I am running a simulation in R, which I am trying to make more efficient.
A little bit of background: this is an abstract simulation to test the effects of mutation on a population. The population has N individuals and each individuals has a genotype of M letters, each letter can be one of the twenty amino acids (I denote as 0:19).
One of the most (computationally) expensive tasks involves taking a matrix "mat" with M rows and N columns, which initially starts as a matrix of all zeroes,
mat <- matrix(rep(0,M*N),nrow=M)
And then changing (mutating) at least one letter in the genotype of each individual. The reason I say at least is, I would ideally like to set a mutation rate (mutrate) that, if I set to 2 in my overall simulation function, it will cause 2 mutations in the matrix per individual.

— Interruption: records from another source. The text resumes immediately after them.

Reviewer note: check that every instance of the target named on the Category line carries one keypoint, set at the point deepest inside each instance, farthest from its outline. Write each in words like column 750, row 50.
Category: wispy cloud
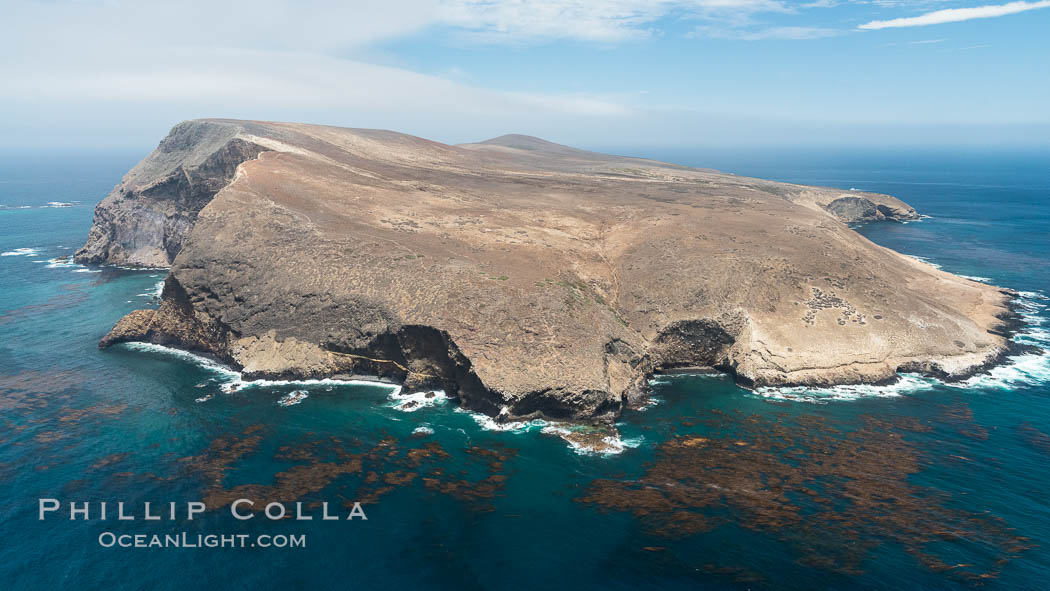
column 919, row 42
column 773, row 33
column 608, row 21
column 958, row 15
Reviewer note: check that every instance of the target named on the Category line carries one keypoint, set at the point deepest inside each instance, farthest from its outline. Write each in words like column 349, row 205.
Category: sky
column 114, row 74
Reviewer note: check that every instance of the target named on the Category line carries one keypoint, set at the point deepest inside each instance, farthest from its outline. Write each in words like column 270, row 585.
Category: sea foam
column 21, row 252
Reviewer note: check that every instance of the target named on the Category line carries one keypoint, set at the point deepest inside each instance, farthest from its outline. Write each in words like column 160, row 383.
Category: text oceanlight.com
column 110, row 540
column 242, row 509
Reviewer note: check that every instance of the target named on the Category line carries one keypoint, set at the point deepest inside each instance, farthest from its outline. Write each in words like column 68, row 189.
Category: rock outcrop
column 525, row 277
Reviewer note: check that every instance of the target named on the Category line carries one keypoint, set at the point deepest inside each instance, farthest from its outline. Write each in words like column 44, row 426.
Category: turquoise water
column 915, row 486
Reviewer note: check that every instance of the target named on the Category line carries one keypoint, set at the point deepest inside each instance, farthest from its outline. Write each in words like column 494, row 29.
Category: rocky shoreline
column 525, row 278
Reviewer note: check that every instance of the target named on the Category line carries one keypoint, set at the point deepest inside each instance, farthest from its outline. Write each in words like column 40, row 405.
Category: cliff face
column 146, row 217
column 525, row 277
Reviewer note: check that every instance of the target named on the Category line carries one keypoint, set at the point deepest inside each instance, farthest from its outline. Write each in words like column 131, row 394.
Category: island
column 525, row 278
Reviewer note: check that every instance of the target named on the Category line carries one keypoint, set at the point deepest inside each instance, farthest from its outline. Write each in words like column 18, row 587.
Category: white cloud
column 586, row 20
column 958, row 15
column 773, row 33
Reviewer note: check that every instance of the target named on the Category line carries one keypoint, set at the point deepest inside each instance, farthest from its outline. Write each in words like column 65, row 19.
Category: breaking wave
column 21, row 252
column 413, row 401
column 229, row 380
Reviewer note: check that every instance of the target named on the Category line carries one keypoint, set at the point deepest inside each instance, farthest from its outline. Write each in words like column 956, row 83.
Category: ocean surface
column 918, row 485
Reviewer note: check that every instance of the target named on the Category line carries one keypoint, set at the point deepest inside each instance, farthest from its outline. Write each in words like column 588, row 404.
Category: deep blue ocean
column 918, row 485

I found two rather computationally expensive ways to do so. As you can see below, only the second method incorporates the mutation rate parameter mutrate (I could not easily of think how to incorporate it into the first).
#method 1
for(i in 1:N){
position <- floor(runif(N, min=0, max=M))
letter <- floor(runif(N, min=0, max=19))
mat[position[i],i] = letter[i]}
#method 2, somewhat faster and incorporates mutation rate
mat <- apply(mat,2,function(x) (x+sample(c(rep(0,M-mutrate),sample(0:19,size=mutrate))%%20))))
The second method incorporates a modulus because genotype values have to be between 0 and 19 as I mentioned.
A few additional notes for clarity:
I don't strictly need every individual to get exactly the same mutation amount. But that being said, the distribution should be narrow enough such that, if mutrate = 2, most individuals get two mutations, some one, some maybe three. I don't want however one individual getting a huge amount of mutations and many individuals getting no mutations Notably, some mutations will change the letter into the same letter, and so for a large population size N, the expected average number of mutations is slightly less than the assigned mutrate.
I believe the answer has something to do with the ability to use the square-bracket subsetting method to obtain one random element from every column of the matrix mat. However, I could not find any information about how to use the syntax to isolate one random element from every column of a matrix. mat[sample(1:M),sample(1:N)] obviously gives you the whole matrix... perhaps I am missing something stupidly clear here.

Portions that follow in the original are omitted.